Nishiki Market, Kyoto
When I read in my guidebook that Kyoto had a famous market, Nishiki, in the heart of Kyoto, I knew I had to make a visit. It's been in existence for some several hundred years, I was ready to get over there from the moment we left the hotel on our first day sightseeing. Little did I know that the market was actually a few blocks from our hotel, but it was actually the last stop on my tour of Kyoto.
Unlike the Rialto fish market in Venice or food stalls in Taiwan, the vendors in the Nishiki market don’t really open fully till 9am. Even then all the stalls weren’t fully stocked and deliveries were still being made. So my first visit at 8:15am became a trip to a 7-11 for some rice cake and yogurt. I returned with R.X. an hour and a half later, strolling down the narrow street of small stalls.
What I think struck me the most about my visit to Nishiki was that all the different items in the bento boxes (boxed lunches that have small bites of a variety of Japanese dishes) we had had in Kyoto and Nara could be found ready to eat amongst the different stalls in the market. No wonder bento boxes were plentiful in Japan!
One of the favorite foods I tried during my trip was the many kinds of tofu. It is food staple that’s appreciated and even revered by some in Japan. There were several different tofu stands in the market and each one seemed to sell exclusive varieties. In fact, one stall had just one type in its display case. Soft, dry and skin tofu is available and I ate quite a few types. In particular I enjoyed the “skin tofu” (pictured below) for its delicate chewiness and sweet aftertaste.
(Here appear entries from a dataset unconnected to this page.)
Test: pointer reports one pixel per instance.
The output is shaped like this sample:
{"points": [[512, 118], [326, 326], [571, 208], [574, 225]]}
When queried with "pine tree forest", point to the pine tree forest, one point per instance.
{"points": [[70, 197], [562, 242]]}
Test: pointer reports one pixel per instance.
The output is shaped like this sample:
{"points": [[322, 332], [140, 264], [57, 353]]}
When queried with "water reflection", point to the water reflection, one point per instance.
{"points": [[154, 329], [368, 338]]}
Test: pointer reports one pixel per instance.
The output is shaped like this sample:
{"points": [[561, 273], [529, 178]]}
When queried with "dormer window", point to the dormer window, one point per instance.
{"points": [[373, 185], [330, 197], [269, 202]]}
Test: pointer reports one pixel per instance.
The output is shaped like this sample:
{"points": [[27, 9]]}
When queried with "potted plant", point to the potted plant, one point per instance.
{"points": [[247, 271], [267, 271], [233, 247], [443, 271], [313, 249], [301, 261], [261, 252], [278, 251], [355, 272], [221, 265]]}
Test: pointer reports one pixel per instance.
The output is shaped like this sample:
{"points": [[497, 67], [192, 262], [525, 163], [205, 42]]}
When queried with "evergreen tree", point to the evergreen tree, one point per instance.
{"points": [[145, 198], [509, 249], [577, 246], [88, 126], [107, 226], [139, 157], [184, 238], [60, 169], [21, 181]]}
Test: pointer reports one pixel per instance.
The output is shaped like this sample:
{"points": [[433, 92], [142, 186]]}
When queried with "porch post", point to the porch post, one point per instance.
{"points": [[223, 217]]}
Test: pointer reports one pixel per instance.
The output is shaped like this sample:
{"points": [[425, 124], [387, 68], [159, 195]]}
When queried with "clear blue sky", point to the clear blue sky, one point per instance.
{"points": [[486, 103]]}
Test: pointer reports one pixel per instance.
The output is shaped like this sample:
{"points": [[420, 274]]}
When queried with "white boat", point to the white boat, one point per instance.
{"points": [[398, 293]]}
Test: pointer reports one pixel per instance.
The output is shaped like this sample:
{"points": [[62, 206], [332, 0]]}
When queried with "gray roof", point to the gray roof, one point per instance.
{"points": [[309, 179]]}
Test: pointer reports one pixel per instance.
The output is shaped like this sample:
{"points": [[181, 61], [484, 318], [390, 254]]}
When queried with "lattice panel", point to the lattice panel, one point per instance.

The Nishiki market also had quite a few pickled radish and vegetable vendors. Their colorful foodstuffs were obviously arranged and displayed with great care. I got to taste quite a few of these pickled veggies and radishes (I’m particularly fond of the latter, one of my favorite snacks are the pickled kimchi radishes often served in the starter plates in Korean restaurants). In Japan, some pickled foods seem to be dyed in a variety of colors. There was a moment at one point when I questioned whether I should place something so fluorescent pink into my mouth (really, it could have glowed in the dark). The sweet and salty pickled flavor is a great compliment to the customary scoop of rice in the bento box.
R.X. commented that the vegetables sold in Japan in general seem to be fresher than those in the US. This is probably because produce is sold in small quantities within a few days of being picked and not sitting for weeks in sterile supermarket. The leafy greens looked particularly fresh and bright, almost gleaming.
The Nishiki market was a lot of fun to walk through (and snap pictures—everything was arranged so well for fabulous food photos) and definitely should be on the “must-see” list of any visit to Kyoto.